Class imbalance problem

I am practicing ML on a dataset and I encounter that the dataset have a class imbalance target column and then I read a lot of stuff on internet and read a lot about different techniques i.e under sampling, over-sampling, accuracy metrics etc. But I don’t understand what steps should we follow in these case. Like, if I am using over-sampling technique then how should I select train/dev and test data and should I considered the over-sampled data as my new data or I just fit my model on that data and try to validate it on my original dataset.

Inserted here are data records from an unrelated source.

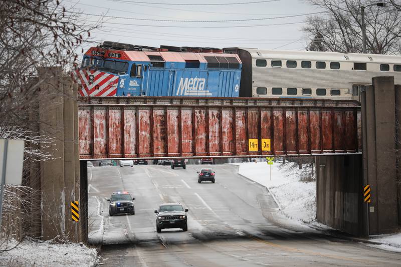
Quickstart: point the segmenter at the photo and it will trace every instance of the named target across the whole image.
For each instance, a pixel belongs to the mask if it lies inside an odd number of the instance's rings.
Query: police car
[[[118,213],[135,214],[134,200],[129,192],[116,192],[111,194],[109,199],[109,215],[113,216]]]

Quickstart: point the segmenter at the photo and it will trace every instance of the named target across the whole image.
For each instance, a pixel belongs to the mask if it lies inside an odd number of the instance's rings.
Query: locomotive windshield
[[[81,68],[87,67],[95,67],[99,68],[102,67],[103,64],[103,60],[100,59],[93,59],[91,58],[85,58],[82,61]]]
[[[116,60],[106,60],[104,61],[104,67],[102,69],[117,74],[126,73],[128,69],[128,64]]]

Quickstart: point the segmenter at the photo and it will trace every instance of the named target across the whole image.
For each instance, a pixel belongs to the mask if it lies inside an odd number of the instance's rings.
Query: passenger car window
[[[311,96],[312,89],[311,89],[310,88],[302,88],[302,95]]]
[[[266,67],[267,66],[267,63],[264,59],[257,59],[256,60],[256,67]]]
[[[325,96],[326,89],[324,88],[317,88],[316,89],[316,95],[317,96]]]
[[[274,68],[281,68],[281,60],[272,60],[272,67]]]
[[[312,67],[312,62],[310,61],[301,61],[301,67],[302,69],[310,69]]]
[[[287,94],[289,96],[295,96],[297,93],[296,88],[287,88]]]
[[[272,94],[280,95],[283,94],[283,88],[280,87],[273,87],[272,88]]]
[[[340,69],[340,63],[339,62],[330,62],[330,68],[332,70],[339,70]]]
[[[287,60],[287,68],[296,68],[297,62],[295,60]]]
[[[366,63],[358,63],[357,62],[354,63],[354,70],[357,70],[360,71],[366,70]]]
[[[326,62],[316,61],[316,69],[326,69]]]
[[[388,64],[380,64],[380,71],[388,71],[390,70],[390,65]]]
[[[266,95],[267,94],[267,88],[266,87],[258,87],[256,88],[256,94],[258,95]]]
[[[340,94],[340,89],[331,89],[330,93],[332,96],[339,96]]]

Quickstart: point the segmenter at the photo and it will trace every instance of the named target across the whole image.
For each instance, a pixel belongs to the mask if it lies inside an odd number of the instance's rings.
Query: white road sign
[[[0,139],[0,176],[3,172],[5,139]],[[24,140],[9,140],[6,166],[6,184],[21,184],[24,162]]]

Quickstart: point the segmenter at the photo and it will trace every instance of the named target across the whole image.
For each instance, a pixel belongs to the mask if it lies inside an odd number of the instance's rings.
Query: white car
[[[128,167],[133,167],[134,166],[134,161],[133,160],[120,160],[120,167],[123,167],[125,166],[128,166]]]

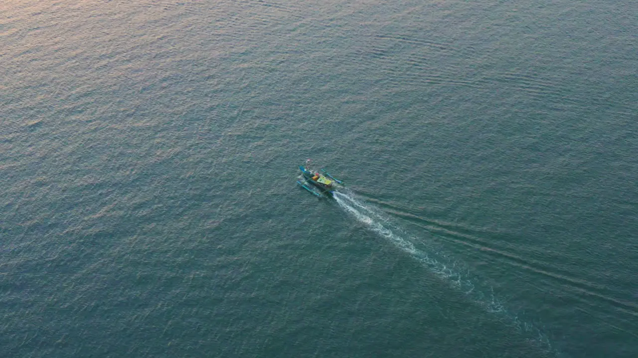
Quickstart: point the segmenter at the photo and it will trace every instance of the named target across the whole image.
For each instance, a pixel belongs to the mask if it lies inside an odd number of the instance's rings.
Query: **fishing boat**
[[[335,190],[345,185],[343,182],[330,175],[325,169],[312,169],[310,159],[306,161],[305,166],[299,166],[299,169],[301,175],[297,178],[297,183],[315,196],[332,197]]]

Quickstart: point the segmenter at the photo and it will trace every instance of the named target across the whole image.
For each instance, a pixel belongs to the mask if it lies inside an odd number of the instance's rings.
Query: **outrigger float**
[[[335,190],[345,186],[343,182],[332,176],[324,169],[321,172],[310,168],[310,159],[306,161],[305,166],[299,166],[301,175],[297,183],[308,190],[313,195],[322,197],[325,195],[332,197]]]

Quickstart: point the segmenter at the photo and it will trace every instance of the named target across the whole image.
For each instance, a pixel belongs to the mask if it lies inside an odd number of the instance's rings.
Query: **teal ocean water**
[[[0,356],[638,357],[637,13],[0,1]]]

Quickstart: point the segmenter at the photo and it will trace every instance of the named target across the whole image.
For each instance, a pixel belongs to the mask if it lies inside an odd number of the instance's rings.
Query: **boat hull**
[[[301,176],[300,177],[301,180],[297,181],[297,183],[301,185],[301,187],[304,189],[311,192],[315,195],[317,194],[317,192],[308,187],[306,185],[306,183],[310,184],[318,189],[319,194],[325,195],[330,197],[332,197],[334,190],[336,190],[337,187],[338,187],[339,185],[341,185],[340,181],[334,179],[331,176],[330,178],[334,180],[334,183],[336,185],[333,184],[327,185],[323,183],[320,183],[316,180],[313,180],[313,178],[318,174],[317,172],[311,171],[311,170],[300,166],[299,166],[299,169],[301,170]]]

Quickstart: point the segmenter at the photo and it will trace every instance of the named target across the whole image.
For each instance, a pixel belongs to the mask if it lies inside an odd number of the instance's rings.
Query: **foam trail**
[[[457,266],[456,262],[446,264],[424,251],[417,248],[412,241],[404,237],[408,235],[400,228],[392,225],[389,218],[378,210],[343,193],[335,193],[334,198],[339,206],[354,216],[359,222],[367,226],[371,231],[389,239],[397,247],[422,262],[433,273],[450,279],[454,285],[463,287],[468,292],[473,290],[474,287],[471,282],[461,280],[461,275],[454,269]],[[389,227],[392,227],[394,231]],[[403,235],[397,234],[396,232]]]
[[[517,315],[508,312],[500,301],[494,297],[491,287],[479,285],[478,289],[475,289],[474,283],[468,278],[470,274],[463,268],[463,265],[450,260],[436,251],[428,254],[417,248],[410,240],[415,239],[401,227],[392,224],[390,218],[384,215],[382,211],[357,199],[354,194],[335,192],[334,197],[339,206],[352,215],[357,221],[365,224],[369,229],[390,240],[397,247],[421,262],[434,274],[448,280],[452,286],[463,291],[473,301],[484,306],[488,311],[510,319],[514,326],[521,331],[533,336],[532,340],[544,345],[548,352],[553,353],[556,356],[560,355],[559,352],[554,350],[547,336],[540,329],[534,325],[520,321]]]

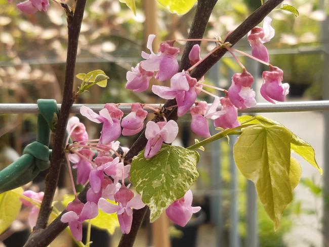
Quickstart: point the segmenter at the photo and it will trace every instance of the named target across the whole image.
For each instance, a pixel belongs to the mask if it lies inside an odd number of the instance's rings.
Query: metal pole
[[[320,8],[325,13],[326,11],[326,0],[320,1]],[[326,19],[322,22],[321,29],[322,36],[322,42],[323,46],[324,62],[323,72],[323,99],[329,99],[329,75],[327,70],[329,68],[329,16],[327,15]],[[329,246],[329,204],[328,201],[329,196],[329,112],[326,111],[324,114],[324,169],[323,173],[323,245],[324,247]]]
[[[230,146],[233,150],[233,147],[236,141],[236,137],[232,136],[230,138]],[[232,153],[232,152],[231,152]],[[231,154],[230,172],[231,173],[230,203],[230,246],[240,247],[240,238],[238,231],[239,225],[239,212],[238,211],[238,184],[236,166],[233,154]]]
[[[328,80],[329,81],[329,80]],[[324,90],[325,92],[325,90]],[[329,97],[328,97],[329,98]],[[154,108],[160,107],[160,104],[148,104]],[[209,106],[211,104],[208,104]],[[101,110],[104,107],[104,104],[74,104],[71,112],[78,113],[83,105],[91,108],[95,111]],[[61,109],[61,104],[57,104],[57,108]],[[130,112],[130,105],[119,105],[119,108],[124,112]],[[218,110],[221,109],[220,106]],[[149,109],[145,109],[149,112],[152,112]],[[278,102],[275,104],[270,103],[259,103],[254,107],[251,107],[239,110],[239,113],[260,113],[260,112],[291,112],[299,111],[315,111],[329,110],[329,100],[319,100],[316,101],[302,101],[295,102]],[[0,114],[23,114],[38,113],[39,110],[36,104],[0,104]]]
[[[219,69],[220,63],[217,63],[209,71],[209,77],[216,86],[218,86],[220,79]],[[212,124],[210,129],[212,135],[218,132]],[[210,149],[210,186],[212,190],[218,192],[210,195],[210,215],[211,220],[216,227],[216,246],[219,246],[224,244],[220,141],[212,142]]]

Hi @nomi , welcome to the DLS !

Fortunately some of those questions are introduced in Course 2: Improving Deep Neural Networks: Hyperparameter Tuning, Regularization and Optimization, and most of them are explained in detail in Course 3: Structuring Machine Learning Projects

So you are in the right place !!

1 Like

ohh that’s nice. I am currently learning from course 2 and now I am very much excited for course 3 after your this reply. I hope I will get the answer specific to my question.

Hey @nomi , In addition to Course 3 where the concepts treated, there is also in the AI for Medical Diagnosis a week of Videos and Exercises dedicated to solving the Class Imbalance problem:
class-imbalance

1 Like

@javier I hope prof. Andrew Ng have also discussed that what should steps(Pilpeline) we should follow in these problems. Thanks.